Я пробилась сквозь толпу девушек и
почувствовала, что они повернули головы в мою сторону, пытаясь понять,
представляю ли я собой что-нибудь или нет. Ответ отрицательный. Полная
решимости, я стремительно прошла мимо соблазнительных ломтиков молодой баранины
под соусом «марсала» в секции закусок, пробралась сквозь строй любителей пиццы
(с вялеными помидорами и козьим сыром) – неприметный столик, где продавали эту
пиццу, любовно именовался «углеводным». Сквозь встречное движение нелегко было
пробиться к стойке с салатами, также известной как «зелень» (например:
«встретимся, где „зелень“»). Стойка была длинная, как взлетно-посадочная
полоса, и осаждалась с четырех сторон, но после того, как я громко объявила,
что меня не интересует последняя оставшаяся порция соевого творожка, мне все же
дали пройти. В самом дальнем углу обеденного зала, полускрытый стойкой с
пряностями, которая очень напоминала витрину с косметикой, виднелся одинокий,
неприкаянный столик секции супов. Причиной низкой популярности этого стола было
то, что отвечающий за него повар, единственный во всей столовой, отказался прилагать
какие-либо усилия к тому, чтобы снизить в своих блюдах процент жира, натрия и
углеводов. Он просто не захотел этого делать. Следствием его отказа стало то,
что возле его стола – единственного во всем огромном зале – никогда не бывало
очереди. Пользуясь этим обстоятельством, я каждый день мчалась прямиком к нему.

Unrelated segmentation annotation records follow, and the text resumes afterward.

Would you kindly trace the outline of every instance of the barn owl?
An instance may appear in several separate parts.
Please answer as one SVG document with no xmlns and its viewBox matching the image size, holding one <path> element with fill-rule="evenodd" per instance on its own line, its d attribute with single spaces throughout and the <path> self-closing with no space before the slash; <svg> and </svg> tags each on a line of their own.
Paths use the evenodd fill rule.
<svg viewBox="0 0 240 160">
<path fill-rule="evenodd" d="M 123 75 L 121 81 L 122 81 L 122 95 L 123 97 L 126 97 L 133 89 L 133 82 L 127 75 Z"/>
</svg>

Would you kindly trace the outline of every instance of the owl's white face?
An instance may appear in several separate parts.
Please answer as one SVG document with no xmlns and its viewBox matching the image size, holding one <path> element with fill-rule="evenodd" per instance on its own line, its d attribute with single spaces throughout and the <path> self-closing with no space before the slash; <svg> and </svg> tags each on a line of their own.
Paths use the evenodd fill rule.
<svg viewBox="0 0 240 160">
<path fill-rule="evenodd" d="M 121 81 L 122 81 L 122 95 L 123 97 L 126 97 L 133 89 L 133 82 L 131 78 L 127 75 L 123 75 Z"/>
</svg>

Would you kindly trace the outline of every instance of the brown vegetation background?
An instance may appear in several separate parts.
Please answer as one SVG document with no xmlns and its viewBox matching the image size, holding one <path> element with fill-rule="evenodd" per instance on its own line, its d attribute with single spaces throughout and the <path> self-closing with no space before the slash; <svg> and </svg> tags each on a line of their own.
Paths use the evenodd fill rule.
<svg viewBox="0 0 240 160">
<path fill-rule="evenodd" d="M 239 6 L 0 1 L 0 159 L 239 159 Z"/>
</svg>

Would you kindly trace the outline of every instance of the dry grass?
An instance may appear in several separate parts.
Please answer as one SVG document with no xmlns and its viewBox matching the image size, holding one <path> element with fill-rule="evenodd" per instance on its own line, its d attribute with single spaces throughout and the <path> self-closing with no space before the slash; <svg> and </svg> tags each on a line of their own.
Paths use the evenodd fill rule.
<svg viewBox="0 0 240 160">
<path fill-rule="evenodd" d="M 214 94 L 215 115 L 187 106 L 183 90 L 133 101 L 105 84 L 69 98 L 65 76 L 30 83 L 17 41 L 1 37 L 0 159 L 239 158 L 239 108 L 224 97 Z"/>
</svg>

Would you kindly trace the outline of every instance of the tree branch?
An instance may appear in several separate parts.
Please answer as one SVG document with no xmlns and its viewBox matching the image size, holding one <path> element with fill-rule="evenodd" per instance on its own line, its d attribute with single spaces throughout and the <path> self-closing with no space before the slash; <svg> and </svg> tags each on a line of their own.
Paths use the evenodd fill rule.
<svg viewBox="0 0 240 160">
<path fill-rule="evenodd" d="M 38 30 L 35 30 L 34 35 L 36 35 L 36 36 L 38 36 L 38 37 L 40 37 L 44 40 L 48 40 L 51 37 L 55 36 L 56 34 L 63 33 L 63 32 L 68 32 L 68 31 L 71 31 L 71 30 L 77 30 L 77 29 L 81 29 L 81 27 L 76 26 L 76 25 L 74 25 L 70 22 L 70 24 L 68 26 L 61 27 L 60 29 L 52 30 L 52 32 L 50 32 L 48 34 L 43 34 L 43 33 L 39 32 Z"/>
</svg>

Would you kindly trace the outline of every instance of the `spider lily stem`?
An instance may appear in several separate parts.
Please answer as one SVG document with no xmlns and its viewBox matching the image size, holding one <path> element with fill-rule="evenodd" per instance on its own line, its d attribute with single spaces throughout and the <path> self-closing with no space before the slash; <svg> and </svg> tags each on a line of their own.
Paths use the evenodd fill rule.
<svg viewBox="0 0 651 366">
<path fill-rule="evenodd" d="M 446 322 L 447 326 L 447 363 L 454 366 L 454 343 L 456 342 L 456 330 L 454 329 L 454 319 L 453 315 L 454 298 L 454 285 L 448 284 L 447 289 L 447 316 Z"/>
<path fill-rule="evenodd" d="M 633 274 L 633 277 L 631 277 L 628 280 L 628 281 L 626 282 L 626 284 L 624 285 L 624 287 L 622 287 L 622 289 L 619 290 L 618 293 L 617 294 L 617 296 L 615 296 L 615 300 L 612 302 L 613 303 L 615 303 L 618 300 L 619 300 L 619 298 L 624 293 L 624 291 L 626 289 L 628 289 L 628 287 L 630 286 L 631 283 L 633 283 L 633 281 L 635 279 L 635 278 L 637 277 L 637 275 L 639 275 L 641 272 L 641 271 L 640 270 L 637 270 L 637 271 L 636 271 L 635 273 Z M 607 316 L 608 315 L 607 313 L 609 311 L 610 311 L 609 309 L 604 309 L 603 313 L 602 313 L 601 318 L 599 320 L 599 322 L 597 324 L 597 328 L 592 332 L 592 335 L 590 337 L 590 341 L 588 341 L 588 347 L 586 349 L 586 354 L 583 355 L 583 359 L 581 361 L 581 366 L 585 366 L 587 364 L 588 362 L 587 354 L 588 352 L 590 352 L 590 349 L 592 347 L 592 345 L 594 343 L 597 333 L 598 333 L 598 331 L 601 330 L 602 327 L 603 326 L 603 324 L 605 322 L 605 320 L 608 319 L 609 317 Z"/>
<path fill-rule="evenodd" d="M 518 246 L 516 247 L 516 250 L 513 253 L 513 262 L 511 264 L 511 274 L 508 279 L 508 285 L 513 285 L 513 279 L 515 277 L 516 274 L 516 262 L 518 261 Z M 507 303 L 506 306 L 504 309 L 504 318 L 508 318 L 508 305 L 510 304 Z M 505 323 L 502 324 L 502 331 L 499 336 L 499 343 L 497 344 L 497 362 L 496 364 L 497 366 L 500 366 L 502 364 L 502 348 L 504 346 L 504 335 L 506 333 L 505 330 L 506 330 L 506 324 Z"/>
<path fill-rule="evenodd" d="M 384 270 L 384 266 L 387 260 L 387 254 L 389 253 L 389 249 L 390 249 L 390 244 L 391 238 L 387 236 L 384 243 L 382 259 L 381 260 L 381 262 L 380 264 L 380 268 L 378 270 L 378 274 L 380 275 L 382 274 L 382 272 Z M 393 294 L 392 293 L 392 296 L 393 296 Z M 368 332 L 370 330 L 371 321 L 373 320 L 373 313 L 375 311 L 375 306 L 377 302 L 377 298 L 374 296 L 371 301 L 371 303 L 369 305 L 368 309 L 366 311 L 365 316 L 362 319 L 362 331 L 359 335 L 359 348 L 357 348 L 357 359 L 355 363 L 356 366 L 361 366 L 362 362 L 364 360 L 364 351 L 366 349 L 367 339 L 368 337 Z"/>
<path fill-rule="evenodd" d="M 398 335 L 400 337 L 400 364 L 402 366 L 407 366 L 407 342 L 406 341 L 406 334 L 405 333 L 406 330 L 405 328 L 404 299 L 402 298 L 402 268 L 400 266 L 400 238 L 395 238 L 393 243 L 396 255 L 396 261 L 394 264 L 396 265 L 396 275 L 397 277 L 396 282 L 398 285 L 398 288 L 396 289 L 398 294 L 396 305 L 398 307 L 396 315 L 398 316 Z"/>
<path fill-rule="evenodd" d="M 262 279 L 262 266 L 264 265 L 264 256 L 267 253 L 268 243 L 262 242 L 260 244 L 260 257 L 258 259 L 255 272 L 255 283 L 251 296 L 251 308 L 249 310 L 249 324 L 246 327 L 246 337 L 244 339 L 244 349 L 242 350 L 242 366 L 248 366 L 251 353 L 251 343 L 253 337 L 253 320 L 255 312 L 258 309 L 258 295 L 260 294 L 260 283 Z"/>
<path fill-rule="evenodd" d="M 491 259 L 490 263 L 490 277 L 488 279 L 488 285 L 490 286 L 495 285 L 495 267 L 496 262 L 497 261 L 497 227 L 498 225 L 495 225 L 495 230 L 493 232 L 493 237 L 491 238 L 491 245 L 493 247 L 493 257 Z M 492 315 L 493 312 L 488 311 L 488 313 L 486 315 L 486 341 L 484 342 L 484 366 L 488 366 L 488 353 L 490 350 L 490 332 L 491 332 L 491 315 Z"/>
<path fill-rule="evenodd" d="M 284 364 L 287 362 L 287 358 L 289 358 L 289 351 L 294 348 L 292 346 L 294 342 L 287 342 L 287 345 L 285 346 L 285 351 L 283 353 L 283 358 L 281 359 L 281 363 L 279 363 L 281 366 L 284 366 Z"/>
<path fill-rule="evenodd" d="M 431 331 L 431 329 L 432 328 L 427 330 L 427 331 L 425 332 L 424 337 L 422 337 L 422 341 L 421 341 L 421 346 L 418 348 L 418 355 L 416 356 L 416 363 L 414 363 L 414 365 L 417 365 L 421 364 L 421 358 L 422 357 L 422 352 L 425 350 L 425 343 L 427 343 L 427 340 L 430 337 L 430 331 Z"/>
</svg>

Облеченным властью администраторам «Элиас» потребовалась всего неделя, чтобы
выяснить, что суп, кроме меня, никто не покупает, поэтому они сочли разумным
урезать меню этой секции до одного блюда в день. Я страстно желала, чтобы
сегодня им оказался томатный чеддер, но вместо этого у повара был наготове суп
с моллюсками, и он не упустил случая громко похвастаться, что сливки самые
жирные. Трое вегетарианцев, стоявших возле «зелени», повернулись и уставились
на меня. Оставалось еще пройти мимо стола специально приглашенного шеф-повара,
который в этот момент священнодействовал над сашими. Я прочла его имя на
карточке, приколотой к накрахмаленному белому воротничку: «Нобу Мацухита».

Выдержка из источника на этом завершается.